# Magnetic Dipoles & eq's

1. Aug 19, 2004

### pervect

Staff Emeritus
here seems to be some interest in magnetic dipoles, such as spinning electrons, and current loops. So I thought I would start a thread and present some of the relevant equations that describe the forces and fields generated by magnetic dipoles. These equations are very similar to those for electric dipoles, BTW.

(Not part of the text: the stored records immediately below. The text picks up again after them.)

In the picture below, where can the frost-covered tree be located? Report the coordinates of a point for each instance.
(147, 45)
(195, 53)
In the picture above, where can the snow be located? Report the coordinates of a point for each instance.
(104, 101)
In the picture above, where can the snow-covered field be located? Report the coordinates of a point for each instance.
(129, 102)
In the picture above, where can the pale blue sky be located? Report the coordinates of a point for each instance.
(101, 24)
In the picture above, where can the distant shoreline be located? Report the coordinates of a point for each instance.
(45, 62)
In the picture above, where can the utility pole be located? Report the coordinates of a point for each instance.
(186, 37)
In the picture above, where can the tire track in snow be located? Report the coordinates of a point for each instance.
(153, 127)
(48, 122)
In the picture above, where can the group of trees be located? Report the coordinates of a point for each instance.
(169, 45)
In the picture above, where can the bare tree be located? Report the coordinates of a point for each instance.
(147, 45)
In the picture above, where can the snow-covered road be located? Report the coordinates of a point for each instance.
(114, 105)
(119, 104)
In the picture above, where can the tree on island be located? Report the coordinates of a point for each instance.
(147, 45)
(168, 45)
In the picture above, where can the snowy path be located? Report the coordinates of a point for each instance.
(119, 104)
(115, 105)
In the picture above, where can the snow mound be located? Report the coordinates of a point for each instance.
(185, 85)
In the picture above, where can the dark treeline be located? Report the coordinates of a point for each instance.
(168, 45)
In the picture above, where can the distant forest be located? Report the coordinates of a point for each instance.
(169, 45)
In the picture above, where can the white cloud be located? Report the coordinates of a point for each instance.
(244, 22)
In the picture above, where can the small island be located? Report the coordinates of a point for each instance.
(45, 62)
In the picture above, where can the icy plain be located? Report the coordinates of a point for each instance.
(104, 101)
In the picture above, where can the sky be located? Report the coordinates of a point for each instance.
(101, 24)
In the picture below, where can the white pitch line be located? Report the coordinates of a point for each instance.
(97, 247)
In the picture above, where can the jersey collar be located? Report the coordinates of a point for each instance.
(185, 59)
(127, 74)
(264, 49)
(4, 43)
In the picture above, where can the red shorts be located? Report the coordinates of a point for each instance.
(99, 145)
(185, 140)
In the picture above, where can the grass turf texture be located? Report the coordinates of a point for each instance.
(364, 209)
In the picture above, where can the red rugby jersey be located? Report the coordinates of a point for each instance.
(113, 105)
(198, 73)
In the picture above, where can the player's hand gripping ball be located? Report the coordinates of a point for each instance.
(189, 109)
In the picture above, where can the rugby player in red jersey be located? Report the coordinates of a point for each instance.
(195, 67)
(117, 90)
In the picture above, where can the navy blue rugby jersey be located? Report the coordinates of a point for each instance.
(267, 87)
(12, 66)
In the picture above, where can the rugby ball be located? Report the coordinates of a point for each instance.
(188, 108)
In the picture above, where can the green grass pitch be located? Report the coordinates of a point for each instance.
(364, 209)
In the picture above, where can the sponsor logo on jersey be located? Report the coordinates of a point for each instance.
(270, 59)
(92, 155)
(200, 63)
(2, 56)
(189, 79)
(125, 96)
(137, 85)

A current loop with an area A and carrying a current i has a
magnetic dipole moment of $$\mu = i A$$. The dipole moment is sometimes expressed as a vector $$\vec{\mu}$$ in which case the vector is perpendicular to the area A.

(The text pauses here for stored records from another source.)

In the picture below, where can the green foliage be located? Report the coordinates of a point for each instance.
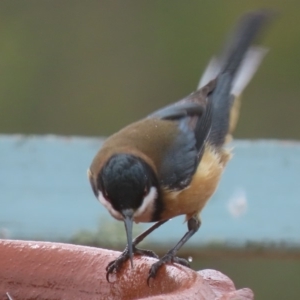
(89, 68)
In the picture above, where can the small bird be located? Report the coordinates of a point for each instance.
(169, 163)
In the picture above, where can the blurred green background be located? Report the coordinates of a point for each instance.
(91, 67)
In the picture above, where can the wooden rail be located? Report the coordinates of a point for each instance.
(45, 194)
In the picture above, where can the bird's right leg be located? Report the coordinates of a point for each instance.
(115, 265)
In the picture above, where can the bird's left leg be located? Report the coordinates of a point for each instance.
(116, 264)
(193, 226)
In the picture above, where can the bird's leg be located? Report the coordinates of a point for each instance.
(193, 226)
(115, 265)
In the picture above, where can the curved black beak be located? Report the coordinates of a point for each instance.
(128, 216)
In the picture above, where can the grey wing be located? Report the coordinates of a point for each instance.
(180, 162)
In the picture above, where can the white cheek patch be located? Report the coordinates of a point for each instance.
(109, 207)
(145, 211)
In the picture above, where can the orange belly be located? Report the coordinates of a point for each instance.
(192, 199)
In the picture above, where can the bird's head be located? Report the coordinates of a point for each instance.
(127, 187)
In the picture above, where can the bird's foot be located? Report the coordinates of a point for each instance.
(115, 265)
(168, 258)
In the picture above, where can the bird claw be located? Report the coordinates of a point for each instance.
(115, 265)
(168, 258)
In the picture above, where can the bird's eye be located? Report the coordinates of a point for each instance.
(105, 194)
(146, 191)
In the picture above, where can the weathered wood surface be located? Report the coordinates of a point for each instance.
(44, 192)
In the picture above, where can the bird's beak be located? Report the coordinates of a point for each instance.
(128, 216)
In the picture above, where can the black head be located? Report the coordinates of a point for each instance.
(128, 188)
(125, 180)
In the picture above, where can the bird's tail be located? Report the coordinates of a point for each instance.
(233, 69)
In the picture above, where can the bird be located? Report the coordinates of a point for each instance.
(170, 163)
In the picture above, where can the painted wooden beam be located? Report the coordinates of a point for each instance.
(45, 194)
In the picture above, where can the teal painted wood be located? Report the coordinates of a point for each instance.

Some useful properties of the diople moment are given below

Torque generated by an external field $$\vec{\mu} \times \vec{B}$$

Energy in an external field $$-\vec{\mu} \cdot \vec{B}$$

Field from dipole at distant points along axis |B| = $$\frac {\mu_0}{2 \pi} \frac {\mu}{r^3}$$

Field from dipole at distant points along bisector |B| = $$\frac {\mu_0}{4 \pi} \frac {\mu}{r^3}$$

Field from dipole, vector form $$\vec{B} = \frac {\mu_0 \mu}{4 \pi r^3} (2 cos(\theta) \vec{r} + sin(\theta) \vec{\theta})$$

Net force on dipole from a constant magnetic field zero

Net force on a dipole from a varying magnetic field $$\nabla (\vec{\mu} \cdot \vec{B})$$

Note that the force between two dipoles will drop off with the 4th power of the distance - as the field generated by a dipole is proportional to 1/r^3, the gradient of the field is proportional to 1/r^4, and the force will be the dipole moment multiplied by the field gradient.

Last edited: Aug 19, 2004
2. Aug 19, 2004

### krab

"Constant" or "varying" usually means w.r.t. time. I think here you mean w.r.t. space, so common usage is "uniform" or "non-uniform".

3. Aug 20, 2004

### pervect

Staff Emeritus
Yes, thats what I mean. To develop a net force, one needs the field to be different at the two ends of the dipole, which means that the field must be varying in space.